The definition of determinism is that all events, including human action, are ultimately determined by causes external to the will. Christian determinism and Calvinist schools of thought would say that the external cause is God. While I disagree with some of the tenets of this philosophy, I will have to admit that I have felt pulled against my will at times in life. More specifically, I feel that I have been predestined to stop at every bakery that crosses my path. I feel pulled into them. It can’t be healthy, but who can fight predestination?
One of the things I love about bakeries is that they sell themselves. All you have to do is walk in and you are engaged. The incredible smell of fresh baked breads and pastries pulls you forward, inviting you to have a closer look. It’s a hard call to resist.
Imagine then, how absurd it would be for the baker to be standing outside of his shop handing out pamphlets about the 5 laws of quality scones. What would it be like if the baker lectured you concerning the proper temperatures needed to make cookies both crispy and chewy at the same time? What if the baker said that you couldn’t enter his bakery until you fully understood the proper ratio of flour to eggs for various sizes of sponge cake? It wouldn’t be very enticing. In fact, it would conceal the beauty of the product being offered.
Yet, that is what many of us have been taught to do as Christians. We dive into the minutia of how to interpret the Bible. We talk about how the end of time will end. We haggle over our stances on marriage, politics, and a thousand other things. Often, we make others feel that they need to fully understand and agree with us to have a place in our lives.

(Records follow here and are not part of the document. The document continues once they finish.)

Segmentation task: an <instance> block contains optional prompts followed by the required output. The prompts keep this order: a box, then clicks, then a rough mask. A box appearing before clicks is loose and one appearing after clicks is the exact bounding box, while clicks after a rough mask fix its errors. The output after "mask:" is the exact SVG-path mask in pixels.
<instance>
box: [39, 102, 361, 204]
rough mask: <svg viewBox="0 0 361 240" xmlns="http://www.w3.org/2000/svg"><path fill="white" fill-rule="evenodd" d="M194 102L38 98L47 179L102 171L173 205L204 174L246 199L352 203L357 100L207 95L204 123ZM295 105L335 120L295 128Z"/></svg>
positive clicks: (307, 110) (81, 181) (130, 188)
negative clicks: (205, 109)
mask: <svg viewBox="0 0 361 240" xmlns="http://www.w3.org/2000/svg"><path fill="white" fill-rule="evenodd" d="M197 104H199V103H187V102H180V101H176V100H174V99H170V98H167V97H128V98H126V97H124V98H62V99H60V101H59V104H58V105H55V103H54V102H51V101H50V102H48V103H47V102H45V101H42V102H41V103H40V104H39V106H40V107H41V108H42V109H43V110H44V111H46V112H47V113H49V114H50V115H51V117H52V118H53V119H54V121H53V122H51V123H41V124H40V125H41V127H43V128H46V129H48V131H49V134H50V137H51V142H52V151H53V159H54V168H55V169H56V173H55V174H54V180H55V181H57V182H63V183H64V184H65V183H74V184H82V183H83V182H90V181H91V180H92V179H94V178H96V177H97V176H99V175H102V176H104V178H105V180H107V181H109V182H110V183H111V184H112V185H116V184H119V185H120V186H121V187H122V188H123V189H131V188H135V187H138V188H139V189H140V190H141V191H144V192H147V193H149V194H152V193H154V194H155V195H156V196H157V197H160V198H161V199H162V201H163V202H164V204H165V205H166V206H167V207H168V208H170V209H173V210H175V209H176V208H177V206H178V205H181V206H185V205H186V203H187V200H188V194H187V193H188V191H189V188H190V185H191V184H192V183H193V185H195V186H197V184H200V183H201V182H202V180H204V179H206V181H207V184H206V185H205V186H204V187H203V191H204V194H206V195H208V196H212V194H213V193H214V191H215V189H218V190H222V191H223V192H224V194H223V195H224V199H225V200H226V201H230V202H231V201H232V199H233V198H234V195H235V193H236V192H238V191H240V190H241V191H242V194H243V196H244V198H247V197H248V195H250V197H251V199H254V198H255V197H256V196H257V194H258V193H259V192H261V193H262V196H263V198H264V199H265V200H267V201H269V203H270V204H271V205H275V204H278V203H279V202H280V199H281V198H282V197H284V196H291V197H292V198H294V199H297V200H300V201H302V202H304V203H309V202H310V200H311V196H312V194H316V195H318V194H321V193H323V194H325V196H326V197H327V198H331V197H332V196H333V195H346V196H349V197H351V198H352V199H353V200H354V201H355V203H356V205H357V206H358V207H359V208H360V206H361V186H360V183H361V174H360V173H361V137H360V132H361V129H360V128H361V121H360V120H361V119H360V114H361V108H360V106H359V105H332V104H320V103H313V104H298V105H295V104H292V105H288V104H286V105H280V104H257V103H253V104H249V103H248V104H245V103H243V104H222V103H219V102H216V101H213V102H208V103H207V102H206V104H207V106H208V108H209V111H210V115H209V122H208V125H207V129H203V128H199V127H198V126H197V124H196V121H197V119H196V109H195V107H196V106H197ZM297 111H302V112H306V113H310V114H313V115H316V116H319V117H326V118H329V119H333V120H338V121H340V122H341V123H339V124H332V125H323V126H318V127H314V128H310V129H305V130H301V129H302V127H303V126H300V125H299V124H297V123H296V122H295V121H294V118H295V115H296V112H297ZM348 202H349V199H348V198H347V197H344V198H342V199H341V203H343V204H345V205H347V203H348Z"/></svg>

Paul wrote to the church in Corinth, “For we are the aroma of Christ to God among those who are being saved and among those who are perishing” (2 Corinthians 2:15). Our lives, words, and actions are to be inviting to those around us, an aroma that awakens them to something good that they weren’t expecting. The way we relate to others shouldn’t be abrasive and demanding but marked with love and grace. While it’s good for the baker to understand the intricacies of his profession, it is not necessary to fully understand all the ingredients that come together to make a doughnut to be able to enjoy it. Demanding intellectual assent to a set of doctrines from people before they have had the opportunity to enjoy God is awkward and off-putting. It’s hard to love facts about God until you’ve loved God. Love, forgiveness, and mercy are enticing aromas. They are not a strategy to reach others, just a natural consequence of being loved by God. When we love others authentically with no agenda, when we forgive those who have wronged us rather than seeking to get even, our lives become a scent of something other-worldly, and it’s more powerful that than a thousand well placed words.